Jangan Ada Ghibah di Antara Kita “Hai orang-orang beriman, jauhilah kebanyakan purba sangka (kecurigaan). Karena sebagian purba sangka itu dosa. Dan janganlah mencari-cari keburukan orang. Dan janganlah menggunjingkan satu sama lain. Adakah seorang di antara kamu yang suka memakan daging saudaranya yang sudah mati? Maka tentulah kamu merasa jijik kepadanya. Dan bertakwalah kepada Allah. Sesungguhnya Allah Maha Penerima taubat lagi Maha Penyayang (QS:Al Hujurat;12)
Ceramah subuh di masjid kompleks rumahku, di Ramadhan hari ke-16 cukup mengusik jiwa. Temanya soal Ghibah. Penceramahnya seorang Profesor yang menjelaskan dengan detail apa itu ghibah dan bagaimana ghibah itu sangat tipis batasnya dengan seolah-olah memuji orang lain.
Baca juga : Jangan Mengukur “Bajumu” Untuk Orang Lain
Ini mengusik memang. Sebab komunikasi dengan siapapun selalu kita lakukan setiap waktu. Dengan orang di dalam rumah sendiri, tetangga, teman sekantor. Bahkan teman lain kantor bahkan saudara lain pulau pun, komunikasi bisa terjadi setiap saat.
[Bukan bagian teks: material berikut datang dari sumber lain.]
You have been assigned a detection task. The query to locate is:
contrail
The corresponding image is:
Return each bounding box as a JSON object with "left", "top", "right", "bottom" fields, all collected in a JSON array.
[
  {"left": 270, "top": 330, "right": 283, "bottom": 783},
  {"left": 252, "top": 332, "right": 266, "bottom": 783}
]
Dan ghibah kata Profesor itu, bisa terselip di antara interaksi kita dengan orang lain. Tanpa kita menyadarinya.
Contohnya kata dia, pernyataan seperti : “Sebenarnya, dia itu orang baik, tetapi…”. Ketika kita sudah menyebut dengan kata tetapi, itu artinya ada sisi buruk yang ingin kita ceritakan tentang orang baik itu. Begitu kata Profesor.
Masih banyak contoh lain. Misalnya seperti yang saya bahasakan, “Untung saya tiga saja salahku, dibandingkan dengan dia…”Tanpa sadar kita terjebak pada mengghibah orang lain, bahkan saudara kita. Di kalimat ini pun terselip Riya’ memuji diri sendiri.
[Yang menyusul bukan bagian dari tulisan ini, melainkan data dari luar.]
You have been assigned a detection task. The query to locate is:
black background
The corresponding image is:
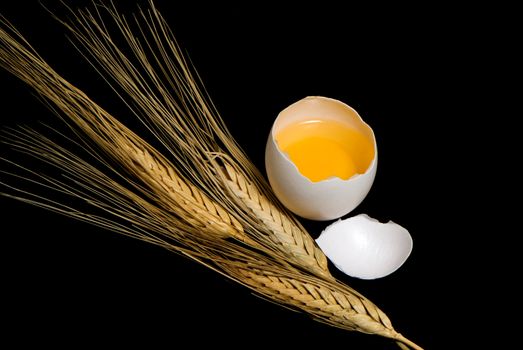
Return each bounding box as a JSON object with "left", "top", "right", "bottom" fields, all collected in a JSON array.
[{"left": 0, "top": 1, "right": 504, "bottom": 349}]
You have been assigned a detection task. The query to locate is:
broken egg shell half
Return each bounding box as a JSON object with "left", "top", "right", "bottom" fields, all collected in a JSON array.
[
  {"left": 316, "top": 214, "right": 412, "bottom": 279},
  {"left": 265, "top": 96, "right": 378, "bottom": 220}
]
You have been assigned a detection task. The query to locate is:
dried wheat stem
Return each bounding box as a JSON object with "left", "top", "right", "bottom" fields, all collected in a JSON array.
[
  {"left": 235, "top": 268, "right": 422, "bottom": 350},
  {"left": 222, "top": 162, "right": 332, "bottom": 278}
]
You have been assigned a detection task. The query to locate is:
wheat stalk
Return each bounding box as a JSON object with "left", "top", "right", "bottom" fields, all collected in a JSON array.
[{"left": 0, "top": 3, "right": 420, "bottom": 349}]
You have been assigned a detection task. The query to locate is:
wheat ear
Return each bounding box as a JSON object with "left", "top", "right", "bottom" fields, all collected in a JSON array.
[
  {"left": 0, "top": 4, "right": 420, "bottom": 349},
  {"left": 219, "top": 163, "right": 332, "bottom": 278},
  {"left": 54, "top": 2, "right": 332, "bottom": 278}
]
Sebegitu dahsyatnya dosa ghibah ini, hingga Allah SWT mengibaratkan berghibah itu seperti kamu memakan bangkai saudaramu yang sudah mati. Bayangkan seperti apa memakan bangkai saudara kita yang mati? Baru membayangkan ayam tiren rasanya jijik sekali. Apalagi bangkai manusia dan saudara kita sendiri.
Baca juga :Yang Mana Ibadah Kita, Takut, Mengharap Atau Cinta?
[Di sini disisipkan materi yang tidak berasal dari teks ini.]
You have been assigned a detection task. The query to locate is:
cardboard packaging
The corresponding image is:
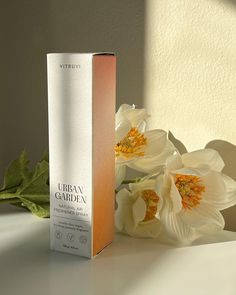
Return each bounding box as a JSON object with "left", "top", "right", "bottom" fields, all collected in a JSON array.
[{"left": 47, "top": 53, "right": 116, "bottom": 258}]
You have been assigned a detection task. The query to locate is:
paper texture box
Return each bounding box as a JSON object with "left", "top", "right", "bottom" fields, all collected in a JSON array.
[{"left": 47, "top": 53, "right": 116, "bottom": 258}]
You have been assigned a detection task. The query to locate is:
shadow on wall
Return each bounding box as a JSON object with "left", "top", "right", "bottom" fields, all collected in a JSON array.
[
  {"left": 169, "top": 132, "right": 236, "bottom": 231},
  {"left": 0, "top": 0, "right": 145, "bottom": 179}
]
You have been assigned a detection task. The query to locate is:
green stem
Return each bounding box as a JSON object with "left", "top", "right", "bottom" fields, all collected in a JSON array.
[
  {"left": 121, "top": 177, "right": 142, "bottom": 184},
  {"left": 0, "top": 193, "right": 17, "bottom": 201}
]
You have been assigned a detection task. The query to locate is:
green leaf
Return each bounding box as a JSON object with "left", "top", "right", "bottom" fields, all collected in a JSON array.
[
  {"left": 20, "top": 197, "right": 50, "bottom": 218},
  {"left": 0, "top": 151, "right": 50, "bottom": 217},
  {"left": 0, "top": 150, "right": 29, "bottom": 192},
  {"left": 16, "top": 160, "right": 49, "bottom": 195}
]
Ingat kan kisah penjualan ayam Tiren yang sempat marak tempo lalu? Itu loh, Ayam mati yang sudah jadi bangkai (tiren, mati kemarin), tetapi dijual di pasar-pasar tradisonal oleh oknum pedagang nakal.
Jujur saja ceramah ini seperti menyentil kuping sendiri. Seringkali kita tak sadar, bahkan dengan sadar menggunjingkan apa saja. Paling sering keburukan orang. Entah mengapa, ada rasa yang sulit dijelaskan kata-kata, ketika kita menemukan keburukan-keburukan orang lain.
Mungkin ya, ini dalam pikiran saya, saya puas ketika tahu kawan saya, tetangga saya, bahkan saudara saya tidak sempurna. Seperti menemukan teman senasib, bahwa di dunia ini bukan hanya saya tidak sempurna. Mereka juga tak sempurna. Hahahaha… Konyol memang.
Sebenarnya, Aid Al Qorni, penulis buku “Laa Tahzan” telah mengingatkan kita dalam bukunya yang best seller itu, bahwa sudah sepatutnya kita selalu merasa lebih buruk dari orang lain. Bahkan dengan orang jahat sekalipun. Kita harus tetap menganggap bahwa suatu saat orang jahat itu akan jauh lebih baik dari kita.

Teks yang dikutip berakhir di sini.